Karena kejadian semalam, Rudy memutuskan untuk menyita kendaraan beroda empat miliknya untuk beberapa minggu. Hal ini memaksa Andy untuk mencari jalan keluar sendiri agar tetap bisa bersekolah, karena bolos bukanlah jawaban terbaik pada masalah yang ia hadapi saat ini. Seandainya saja Maudy dan Shenna tidak menyuruhnya, ia juga ogah menebeng mobil Rudy untuk pergi ke sekolah. Hujan yang sedemikian derasnya membuat Andy tidak mempunyai pilihan lain selain diantar oleh sang ayah. Tapi bahkan sampai saat ini, keduanya masih bersikap acuh tak acuh satu sama lain. Mereka berdua saling mempertahankan ego dan gengsi yang begitu tinggi padahal sebenarnya, keduanya sama-sama salah.
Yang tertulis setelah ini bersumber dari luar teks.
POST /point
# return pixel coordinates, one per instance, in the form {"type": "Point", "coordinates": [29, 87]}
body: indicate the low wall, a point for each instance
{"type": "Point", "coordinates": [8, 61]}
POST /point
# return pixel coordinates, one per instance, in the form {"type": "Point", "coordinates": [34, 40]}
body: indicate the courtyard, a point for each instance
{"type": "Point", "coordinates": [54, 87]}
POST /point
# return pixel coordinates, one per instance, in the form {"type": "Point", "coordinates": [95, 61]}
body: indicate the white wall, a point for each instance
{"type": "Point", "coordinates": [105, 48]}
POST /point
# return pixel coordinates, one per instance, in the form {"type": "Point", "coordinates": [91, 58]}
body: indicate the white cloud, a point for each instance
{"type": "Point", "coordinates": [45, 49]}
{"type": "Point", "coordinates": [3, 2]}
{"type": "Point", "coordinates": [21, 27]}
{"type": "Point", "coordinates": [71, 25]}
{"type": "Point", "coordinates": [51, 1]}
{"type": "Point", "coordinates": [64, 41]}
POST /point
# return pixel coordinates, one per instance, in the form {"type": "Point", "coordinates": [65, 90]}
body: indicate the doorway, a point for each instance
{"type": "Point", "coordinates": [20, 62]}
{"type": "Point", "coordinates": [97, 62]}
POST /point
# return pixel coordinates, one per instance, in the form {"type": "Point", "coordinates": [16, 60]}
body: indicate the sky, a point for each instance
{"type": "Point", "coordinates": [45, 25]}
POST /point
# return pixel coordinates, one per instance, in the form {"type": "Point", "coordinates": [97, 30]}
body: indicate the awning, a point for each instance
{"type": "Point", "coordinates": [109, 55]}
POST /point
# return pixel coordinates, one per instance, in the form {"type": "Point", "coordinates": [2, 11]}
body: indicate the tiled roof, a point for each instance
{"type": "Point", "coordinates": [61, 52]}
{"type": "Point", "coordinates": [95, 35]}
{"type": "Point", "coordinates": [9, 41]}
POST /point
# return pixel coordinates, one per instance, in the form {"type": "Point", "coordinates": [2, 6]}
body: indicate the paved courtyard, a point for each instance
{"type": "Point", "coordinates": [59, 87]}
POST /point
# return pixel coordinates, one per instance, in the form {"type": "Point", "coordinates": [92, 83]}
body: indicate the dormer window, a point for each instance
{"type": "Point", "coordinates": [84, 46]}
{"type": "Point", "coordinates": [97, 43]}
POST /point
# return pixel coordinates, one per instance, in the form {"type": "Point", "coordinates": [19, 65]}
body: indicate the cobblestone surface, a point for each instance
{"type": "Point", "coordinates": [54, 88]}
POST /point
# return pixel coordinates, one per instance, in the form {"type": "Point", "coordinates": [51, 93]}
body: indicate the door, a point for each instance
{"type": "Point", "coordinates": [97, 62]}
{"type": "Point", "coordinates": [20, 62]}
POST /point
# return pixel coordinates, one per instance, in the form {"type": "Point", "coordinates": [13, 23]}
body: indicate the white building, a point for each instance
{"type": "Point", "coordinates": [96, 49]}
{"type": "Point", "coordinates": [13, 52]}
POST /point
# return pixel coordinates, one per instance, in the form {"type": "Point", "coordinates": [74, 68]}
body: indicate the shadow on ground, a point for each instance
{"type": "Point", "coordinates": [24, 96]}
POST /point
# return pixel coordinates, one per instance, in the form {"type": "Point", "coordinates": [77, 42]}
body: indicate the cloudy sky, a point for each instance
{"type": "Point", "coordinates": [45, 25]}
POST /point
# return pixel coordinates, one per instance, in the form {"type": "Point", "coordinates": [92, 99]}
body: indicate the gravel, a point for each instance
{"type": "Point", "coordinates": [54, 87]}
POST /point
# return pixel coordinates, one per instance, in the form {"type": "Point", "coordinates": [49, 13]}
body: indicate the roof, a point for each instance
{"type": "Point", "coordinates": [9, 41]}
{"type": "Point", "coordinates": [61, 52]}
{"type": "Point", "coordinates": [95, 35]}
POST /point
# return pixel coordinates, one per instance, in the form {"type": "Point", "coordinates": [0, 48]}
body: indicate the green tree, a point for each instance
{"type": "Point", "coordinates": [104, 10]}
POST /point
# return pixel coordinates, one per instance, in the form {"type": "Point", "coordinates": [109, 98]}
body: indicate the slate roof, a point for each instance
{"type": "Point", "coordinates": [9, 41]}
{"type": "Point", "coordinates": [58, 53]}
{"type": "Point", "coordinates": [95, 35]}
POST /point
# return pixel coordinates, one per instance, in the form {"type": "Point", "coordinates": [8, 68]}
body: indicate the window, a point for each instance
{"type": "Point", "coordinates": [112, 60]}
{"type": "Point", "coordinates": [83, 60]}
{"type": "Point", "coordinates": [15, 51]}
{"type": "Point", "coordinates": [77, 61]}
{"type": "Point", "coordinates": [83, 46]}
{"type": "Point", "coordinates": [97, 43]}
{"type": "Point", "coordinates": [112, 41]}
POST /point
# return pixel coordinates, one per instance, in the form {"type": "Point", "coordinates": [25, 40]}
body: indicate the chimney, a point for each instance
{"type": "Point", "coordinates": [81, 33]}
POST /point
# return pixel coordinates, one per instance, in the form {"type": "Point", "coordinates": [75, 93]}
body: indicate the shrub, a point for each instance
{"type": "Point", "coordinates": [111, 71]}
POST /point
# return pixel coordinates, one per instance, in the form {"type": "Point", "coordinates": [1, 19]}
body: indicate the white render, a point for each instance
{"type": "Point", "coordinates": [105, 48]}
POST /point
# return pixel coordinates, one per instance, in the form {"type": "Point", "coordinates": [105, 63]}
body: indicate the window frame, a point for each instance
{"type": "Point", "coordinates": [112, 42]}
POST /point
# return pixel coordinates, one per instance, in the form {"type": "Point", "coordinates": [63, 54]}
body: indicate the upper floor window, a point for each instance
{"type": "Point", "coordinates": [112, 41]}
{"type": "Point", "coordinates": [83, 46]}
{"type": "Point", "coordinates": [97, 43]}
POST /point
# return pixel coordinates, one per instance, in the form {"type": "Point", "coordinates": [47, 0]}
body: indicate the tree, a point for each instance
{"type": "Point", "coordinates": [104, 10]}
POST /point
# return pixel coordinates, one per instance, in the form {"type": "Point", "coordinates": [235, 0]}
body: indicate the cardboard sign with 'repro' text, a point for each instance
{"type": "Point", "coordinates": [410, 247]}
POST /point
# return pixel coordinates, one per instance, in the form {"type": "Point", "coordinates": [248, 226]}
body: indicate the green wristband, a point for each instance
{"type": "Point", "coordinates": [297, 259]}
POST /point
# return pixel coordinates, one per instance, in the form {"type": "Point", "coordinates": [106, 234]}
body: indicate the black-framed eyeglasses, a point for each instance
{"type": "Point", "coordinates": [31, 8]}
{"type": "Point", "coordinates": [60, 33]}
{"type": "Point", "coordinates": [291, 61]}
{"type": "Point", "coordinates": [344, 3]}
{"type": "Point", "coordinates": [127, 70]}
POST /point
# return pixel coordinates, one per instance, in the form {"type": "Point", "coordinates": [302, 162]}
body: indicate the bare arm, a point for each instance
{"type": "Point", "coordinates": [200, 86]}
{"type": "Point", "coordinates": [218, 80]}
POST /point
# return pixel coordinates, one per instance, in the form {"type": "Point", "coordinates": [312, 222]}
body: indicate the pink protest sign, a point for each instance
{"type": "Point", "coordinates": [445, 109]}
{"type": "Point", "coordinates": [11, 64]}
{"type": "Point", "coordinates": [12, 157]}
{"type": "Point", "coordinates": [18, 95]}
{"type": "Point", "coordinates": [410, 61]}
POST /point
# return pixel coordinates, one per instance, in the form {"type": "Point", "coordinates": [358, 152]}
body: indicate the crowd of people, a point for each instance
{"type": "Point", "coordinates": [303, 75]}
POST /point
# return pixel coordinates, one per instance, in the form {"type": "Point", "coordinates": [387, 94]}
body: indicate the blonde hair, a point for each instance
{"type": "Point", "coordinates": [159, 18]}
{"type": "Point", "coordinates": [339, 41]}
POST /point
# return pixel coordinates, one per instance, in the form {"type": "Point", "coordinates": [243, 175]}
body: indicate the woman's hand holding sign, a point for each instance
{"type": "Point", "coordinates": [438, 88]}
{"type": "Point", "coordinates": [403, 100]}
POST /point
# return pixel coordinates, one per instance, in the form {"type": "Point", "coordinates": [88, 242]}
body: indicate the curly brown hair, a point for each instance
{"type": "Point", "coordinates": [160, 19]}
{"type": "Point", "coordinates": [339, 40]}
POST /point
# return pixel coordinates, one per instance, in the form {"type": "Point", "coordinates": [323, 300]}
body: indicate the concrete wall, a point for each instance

Dan dalam kondisi seperti ini, Andy rindu dengan keberadaan Edy di sampingnya.
“Foto-foto hasil tangkapanmu bagus. Abang simpan beberapa ya?”
Suara itu. Ingatan Andy tiba-tiba dibawa pada kejadian beberapa tahun yang lalu, momen ketika Edy sedang memperhatikan foto hasil jepretan miliknya. Senyuman dari wajah Edy masih membekas di ingatannya. Kebiasaan yang tidak pernah berubah sama sekali dari orang itu, yaitu memberikan senyuman hangat dan menghargai semua kerja kerasnya. Orang itu membuat Andy terasa, lebih ‘hidup’.
“Enggak,” Andy kemudian menggeleng pelan. Hobi fotografinya ditentang keras oleh Rudy setelah Edy telah tiada. Pria itu tak segan menyita kamera dan beragam hasil tangkapan yang ada di kameranya, menyuruh Andy untuk fokus belajar. “Papa gak pernah menyukainya. Lo tahu sendiri ‘kan?”
“Abang tahu kamu udah berusaha yang terbaik. Jangan terlalu memaksakan diri ya?”
Kalimat yang pernah dilontarkan oleh Edy seketika membuat Andy tertawa miris. “Kalau seandainya Papa juga berpikir begitu.”
Tak lama, satu kalimat yang terbesit di kepalanya membuat kedua bola mata Andy memerah. Seingat Andy, itu adalah kalimat terakhir yang sempat ia dengar sebelum kecelakaan mengenaskan itu menimpa abangnya. Malam yang sangat kelam.
“Jangan keluar malam-malam lagi, Dek. Kamu membuat satu keluarga khawatir tahu gak!”
Sial. Tanpa ia sadari, air mata tiba-tiba mengalir begitu saja. Andy segera menghapus air mata dengan telapak tangannya walau suara sesegukan terdengar semakin menjadi.
Menangis adalah sesuatu yang paling dibenci oleh Andy karena hal ini akan membuatnya terlihat lemah. Kata Rudy, anak laki-laki tidak seharusnya gampang menangis, karena hal itu akan membuat pandangan orang menjadi berbeda. Anak yang mudah menangis adalah dia yang gampang ditindas, mudah menjadi sasaran untuk di-bully, dan tidak becus dalam melaksanakan tanggung jawabnya. Rudy bahkan memberi penegasan berkali-kali pada kata ‘anak laki-laki’ di setiap topik tersebut, berharap jika Andy tidak tumbuh menjadi sosok pengecut untuk ke depannya.
KAMU SEDANG MEMBACA
Last Goodbye [TAMAT]
Novela Juvenil[PART MASIH LENGKAP, NO PRIVATE-PRIVATE!!] • [15+] Sebagai salah satu anak dari korban broken home, Samantha tidak keberatan jika ia harus menjalani kehidupan dengan berbagai rintangan yang terus mengujinya. Apapun itu akan Samantha lewati, asalkan...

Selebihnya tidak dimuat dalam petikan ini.